Qeisarrieh Bazaar is a real oriental bazaar and a traditional shopping center. The most beautiful portico of the bazaar is located at the northern end of the Naghshe-Jahan Square. It is one of the largest and most beautiful bazaars. The Qeisarrieh Bazaar was built in the 17th century. At that time, representatives from foreign companies had trading offices in the bazaar and costly fabrics were traded.
Since the 17th century Isfahan has been the major center of traditional arts and handicrafts. Even today this city is still the center of craftsmen who create a great variety of beautiful handicrafts such as carpets, engraving, miniature paintings, inlaid-work, tile and tile mosaic-work, brocade, enamel-work, gold and silver-work, block printing and many other kinds of handicrafts.
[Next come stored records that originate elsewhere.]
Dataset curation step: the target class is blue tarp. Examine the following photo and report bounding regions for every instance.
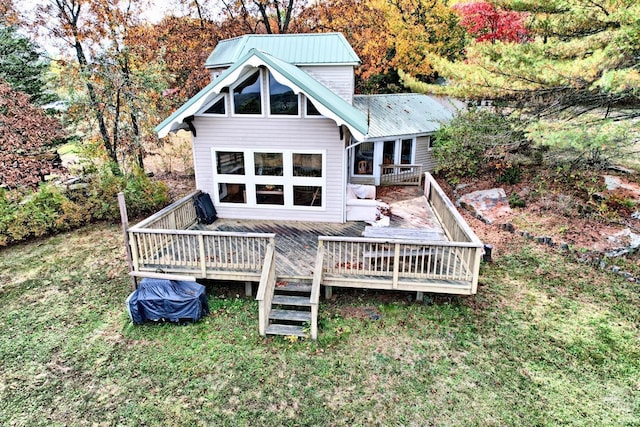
[126,277,209,325]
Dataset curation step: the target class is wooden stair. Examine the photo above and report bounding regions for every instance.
[266,282,311,337]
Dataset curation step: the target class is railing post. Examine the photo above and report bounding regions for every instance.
[198,234,207,277]
[118,192,138,290]
[391,243,400,289]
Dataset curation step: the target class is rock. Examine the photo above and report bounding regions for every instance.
[604,175,640,200]
[608,165,635,175]
[457,188,512,224]
[607,228,640,257]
A great part of these handicrafts is exported to other countries and in almost every Iranian house you can see some kinds of Isfahan handicrafts. The ChaharBagh Street, the Naghshe Jahan square and the bazaars are the most famous shopping centers for handicrafts.
- Isfahan City Center which is recently completed and now serving the visitors with its variety of products and services, such as a Museum, a Food Court with traditional and international meals, an Art Gallery, a Cinema complex, an International Exhibition Center, an International 5-star Hotel with all the facilities of a 7-star hotel, the largest shopping mall in Iran with local and international brands, The largest indoor amusement park in Iran. You can spend a whole week exploring its facilities. It constitutes the largest shopping mall in Iran and the fifth largest in the world.
- Modern Restaurants are decorated in a very modern style and offer a variety of dishes from pizza to steak.
- Modern Amusement Parks such as Isfahan City Center Amusement Park and Simorgh Amusement Park
- Isfahan Aquarium The largest aquarium in the Middle East.